Cabe destacar que um dos principais alvos do EaD é justamente a formação docente, ou seja, os cursos de Pedagogia e Licenciatura, que cumprem a função de capacitar professoras e professores (com o menor custo possível) para a tarefa de formar as e os profissionais precarizados do futuro. Para isso, nada melhor do que oferecer às e aos futuros docentes uma educação mais aligeirada e de menor qualidade, em que não haja estímulo ao pensamento crítico, mas sim à reprodução de um sistema que também os explora. Por isso, o EaD também cumpre com o objetivo de despolitização e desmobilização da categoria docente.
Para além dos ataques já mencionados, as e os docentes também enfrentam ataques no plano discursivo e ideológico produzidos desde o campo neoliberal até o campo conservador, que se aliam na tentativa transformar as e os educadores em meros instrutores, que devem se limitar a repassar conteúdos exigidos pelo mercado de trabalho. Ainda que estejam localizados no plano discursivo, esses ataques também geram implicações na formulação de políticas públicas voltadas para a educação. Produz-se um certo tipo de subjetividade entre docentes e estudantes que esvazia o sentido crítico e integral da educação e coloca o tema do ensino como parte de uma discussão “técnica” e não política, social, pedagógica.
De um lado, o Banco Mundial, por meio do relatório “Um Ajuste Justo: Uma Análise da Eficiência e da Equidade do Gasto Público no Brasil”², atribui os problemas da educação brasileira a uma “baixa qualidade dos professores”: o desprestígio da profissão estaria relacionado à falta de requisitos para ingressar em cursos de licenciatura e para contratar professores e não à falta de investimentos nas redes de ensino e na formação docente inicial e continuada, com melhorias nos planos de carreira e salários.
No relatório, o grupo responsabiliza as e os docentes pelo baixo desempenho das escolas em avaliações de larga escala e pelos altos índices de reprovação e evasão entre as e os estudantes. Segundo eles, questões como a necessidade que as e os jovens se responsabilizem cada vez mais cedo pelo sustento ou pelo cuidado da casa não são determinantes para justificar estes números, mas sim questões como a baixa razão aluno-professor (ou seja, o número de alunos por turma deveria ser elevado), a baixa produtividade dos professores (que deveriam dedicar mais tempo a atividades em sala de aula, reduzindo a hora-atividade), o número excessivo de professores (que seria resolvido com contratos mais seletivos e menos estáveis e não repondo professores que se aposentarem com novos concursos). Além disso, o Banco Mundial vê com maus olhos os “generosos” planos previdenciários dos professores e a progressão de carreira que os possibilita ganhar mais que o defasado piso salarial: a defesa do Banco Mundial é que a remuneração docente esteja vinculada ao desempenho das escolas, o que incentiva conflitos entre a categoria.

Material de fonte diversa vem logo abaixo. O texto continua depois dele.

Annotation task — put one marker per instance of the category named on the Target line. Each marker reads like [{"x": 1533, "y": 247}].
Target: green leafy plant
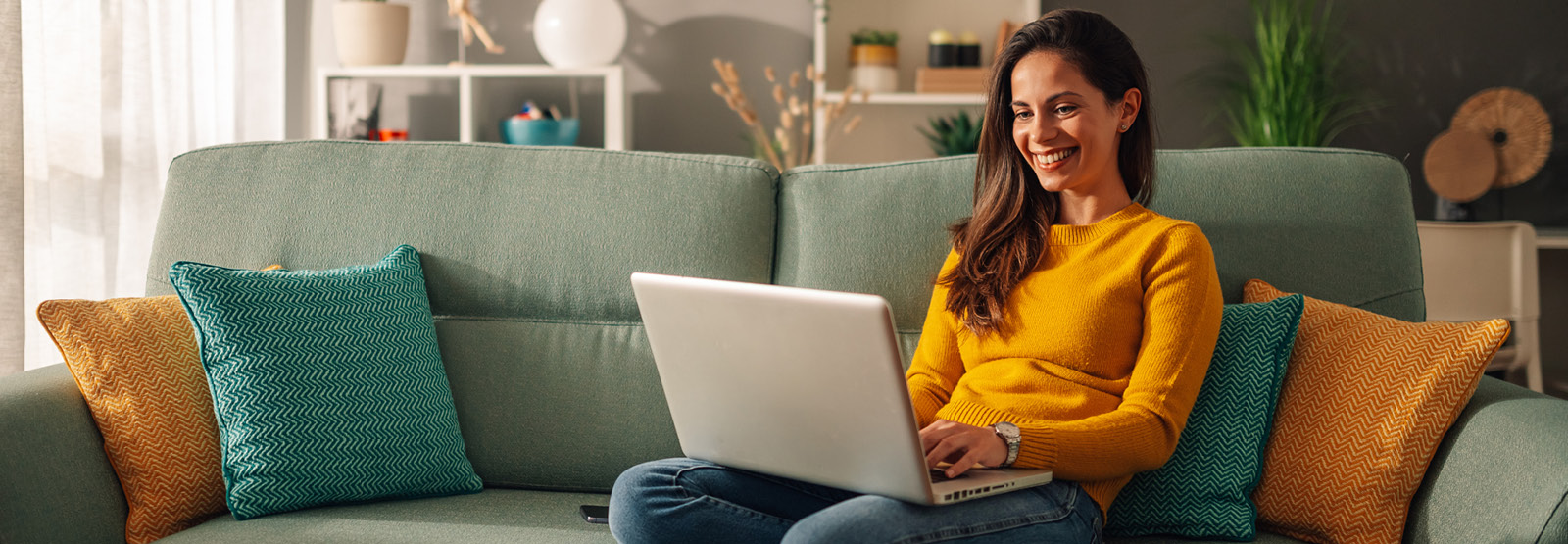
[
  {"x": 867, "y": 36},
  {"x": 954, "y": 135},
  {"x": 1285, "y": 89}
]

Lembramos que o Banco Mundial é um dos principais entes privados que se articulam em redes com o objetivo de tensionar a formulação de políticas públicas segundo seus interesses e, portanto, possui influência no gerenciamento da educação brasileira. A própria Lei 13.415/17 que reformou (ou melhor, deformou) o Ensino Médio e a formulação da BNCC (Base Nacional Comum Curricular) são exemplos de políticas educacionais gestadas no campo empresarial – que, inclusive, passaram a permitir que parte da carga horária do Ensino Médio (sobretudo na modalidade EJA) possa ser realizada à distância, abarcando atividades consideradas como “trabalho supervisionado”.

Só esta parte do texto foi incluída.